As sales channels become more complex, many business-to-business companies — including brand manufacturers — face the dilemma of whether to sell online directly to their customers.
Likewise, there are many business-to-consumer stores that are large enough to command low inventory prices from manufacturers and thus can consider selling directly to other businesses or even acting as a wholesale distributor.
Does it make sense to try to play both sides? It depends. This article examines a few key differences to consider between B-to-B and B-to-C online stores as you evaluate your strategic plans.

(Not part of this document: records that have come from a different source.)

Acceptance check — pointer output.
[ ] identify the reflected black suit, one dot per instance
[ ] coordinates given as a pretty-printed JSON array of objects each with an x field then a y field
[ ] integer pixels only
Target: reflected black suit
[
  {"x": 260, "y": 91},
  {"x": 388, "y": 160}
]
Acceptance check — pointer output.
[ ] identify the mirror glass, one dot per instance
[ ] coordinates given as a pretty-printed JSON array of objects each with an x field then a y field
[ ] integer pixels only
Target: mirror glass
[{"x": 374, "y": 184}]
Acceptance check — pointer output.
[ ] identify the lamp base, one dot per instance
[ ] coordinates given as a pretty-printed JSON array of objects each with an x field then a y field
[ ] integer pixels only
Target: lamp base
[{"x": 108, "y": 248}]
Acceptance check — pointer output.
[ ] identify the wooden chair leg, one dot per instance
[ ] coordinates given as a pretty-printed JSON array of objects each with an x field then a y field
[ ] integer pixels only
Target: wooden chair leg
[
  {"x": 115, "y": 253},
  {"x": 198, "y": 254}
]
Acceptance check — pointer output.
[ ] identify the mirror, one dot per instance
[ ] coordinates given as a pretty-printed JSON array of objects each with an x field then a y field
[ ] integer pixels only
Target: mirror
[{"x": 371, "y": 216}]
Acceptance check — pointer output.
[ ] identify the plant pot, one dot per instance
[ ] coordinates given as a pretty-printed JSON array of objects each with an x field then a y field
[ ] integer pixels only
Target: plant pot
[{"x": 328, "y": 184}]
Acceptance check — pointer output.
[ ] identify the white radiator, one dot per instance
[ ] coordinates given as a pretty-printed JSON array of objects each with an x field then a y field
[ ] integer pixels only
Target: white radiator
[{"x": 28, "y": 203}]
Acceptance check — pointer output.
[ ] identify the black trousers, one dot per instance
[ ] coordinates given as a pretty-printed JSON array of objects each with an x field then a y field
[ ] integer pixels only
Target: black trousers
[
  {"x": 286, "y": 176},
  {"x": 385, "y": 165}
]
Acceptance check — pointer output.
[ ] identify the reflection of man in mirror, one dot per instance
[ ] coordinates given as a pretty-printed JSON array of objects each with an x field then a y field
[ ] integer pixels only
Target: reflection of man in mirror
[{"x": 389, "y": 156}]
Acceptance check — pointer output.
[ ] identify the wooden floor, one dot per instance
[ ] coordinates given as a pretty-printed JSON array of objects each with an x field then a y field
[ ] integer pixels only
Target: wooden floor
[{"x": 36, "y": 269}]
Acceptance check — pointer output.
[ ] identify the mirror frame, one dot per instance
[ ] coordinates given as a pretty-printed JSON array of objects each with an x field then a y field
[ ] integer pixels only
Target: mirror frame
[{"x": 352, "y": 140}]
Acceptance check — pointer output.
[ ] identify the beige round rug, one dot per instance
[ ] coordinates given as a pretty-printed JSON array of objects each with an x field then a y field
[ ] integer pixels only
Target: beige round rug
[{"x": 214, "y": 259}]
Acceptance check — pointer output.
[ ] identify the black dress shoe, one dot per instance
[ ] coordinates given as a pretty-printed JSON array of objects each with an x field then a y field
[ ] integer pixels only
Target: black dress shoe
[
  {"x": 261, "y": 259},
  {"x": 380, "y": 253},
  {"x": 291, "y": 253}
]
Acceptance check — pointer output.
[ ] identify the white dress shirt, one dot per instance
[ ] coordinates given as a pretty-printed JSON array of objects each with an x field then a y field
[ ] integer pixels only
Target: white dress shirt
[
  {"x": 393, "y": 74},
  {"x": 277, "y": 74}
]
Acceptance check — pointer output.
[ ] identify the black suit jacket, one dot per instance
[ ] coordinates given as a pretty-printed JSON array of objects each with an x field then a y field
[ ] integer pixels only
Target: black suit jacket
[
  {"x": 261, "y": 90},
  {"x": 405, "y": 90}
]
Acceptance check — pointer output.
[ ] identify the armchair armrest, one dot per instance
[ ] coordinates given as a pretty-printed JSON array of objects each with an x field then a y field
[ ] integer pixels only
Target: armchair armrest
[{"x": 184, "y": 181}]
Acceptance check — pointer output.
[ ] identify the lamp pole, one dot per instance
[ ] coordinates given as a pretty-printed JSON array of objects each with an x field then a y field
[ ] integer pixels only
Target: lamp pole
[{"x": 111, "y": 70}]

In the past, many observers believed that web design for B-to-B sites was not important. Their view was that most sales were to repeat customers who knew what they were looking for. Product reviews were presumably risky. And sales staffs usually did the real selling. In many cases, online B-to-B stores were merely an extension of a printed catalog. The customer experience was minimal. The goals of a B-to-B site were presumably to expose the existing product catalog, provide payment options, and pick up some incremental revenue. In other words, there was little belief that ecommerce was going to add much to the top or bottom line.
Not any more. Progressive B-to-B companies are looking to grow their revenue and gain market share by providing compelling online buying experiences. B-to-B ecommerce merchants now design their websites much the same as the leading B-to-C ones. B-to-B merchants use sophisticated guided site search. Their web designs are elegant. Personalization and merchandising are aggressively used for upsells and cross-sells. Product reviews and social media use are abundant, as are integrated inventory controls and multiple fulfillment options.
Here is a screen shot of a well-known B-to-B innovator, W.W. Grainger, which sells industrial supplies and equipment.
At first glance, Grainer.com is like any leading retailer. The company has invested heavily in a world-class customer experience. After all, hydraulic-hose buyers also presumably shop on Amazon and expect the same level of sophistication and personalization.
In a B-to-C site, the goal is to have visitors buy something during their visit or at least complete an intermediate action, such as creating a wishlist or subscribing to an email newsletter. The lead-to-order process is typically short, as the buyer is usually the decision maker who is paying for the order with a credit card or PayPal.
With B-to-B stores, the buyer is frequently representing a corporation. The buyer may need a formal quote and then issue a purchase order for payment. The ecommerce system must store the quote for a lengthy approval process.
Conversely, the buyer may be authorized to purchase with a corporate credit card, but that buyer must be registered and authorized to make purchases within the client account on the B-to-B site. In some cases, the items being acquired will need to be allocated from inventory to assure availability when the buyer approves the quote.
Additionally, many corporate accounts have highly customized pricing and delivery schedules. The B-to-B ecommerce platform must be tightly integrated with accounting, inventory, and order fulfillment systems. Most B-to-C shopping carts are not equipped for this level of sophistication.
Once an order is received, B-to-C companies generally ship it and charge the buyer's credit card. An order confirmation is generally sent out via email, completing the process.
In a B-to-B company, this process is generally more complex. Orders may be shipped from the warehouse closest to the end customer. Invoices and shipping manifests need to be generated that reference the purchase order number.
The buyers' receiving departments will check-in the orders, facilitating the authorizing of payments. They entire process from order to cash may be months.
In general, B-to-B sellers need a broader and deeper inventory in stock. Many B-to-C merchants who shift to B-to-B quickly find that their inventory levels are inadequate to support the more volatile and demanding B-to-B customer.
Sales Channels and Compensation
With B-to-C sales, there is generally no sales-channel splits or sales representative salaries to worry about. There are sometimes affiliate splits and commissions to third parties, but not always.
With B-to-B sales, there is almost always a sales commission or revenue split with either a sales representative or a channel partner. Your ecommerce system must be capable of tracking those.
Additionally, on the front-end of the process, your systems should notify the assigned sales rep or channel partner that there is a transaction in process. Your customer relationship system will need to be tightly integrated with your ecommerce platform to track quotes, sales, and other customer correspondence — chat, email or telephone — that may occur with customer service personnel.
If you are a B-to-B company with a dated website, it's time to upgrade it — integrating ecommerce fully into your business processes. Doing that today will provide a significant competitive advantage later.
If you are a B-to-C company thinking about crossing over, realize there are many business processes to address. This article touches on just a few of them. Analyze your target customers, their requirements, and decide if your infrastructure and organization can support B-to-B ecommerce.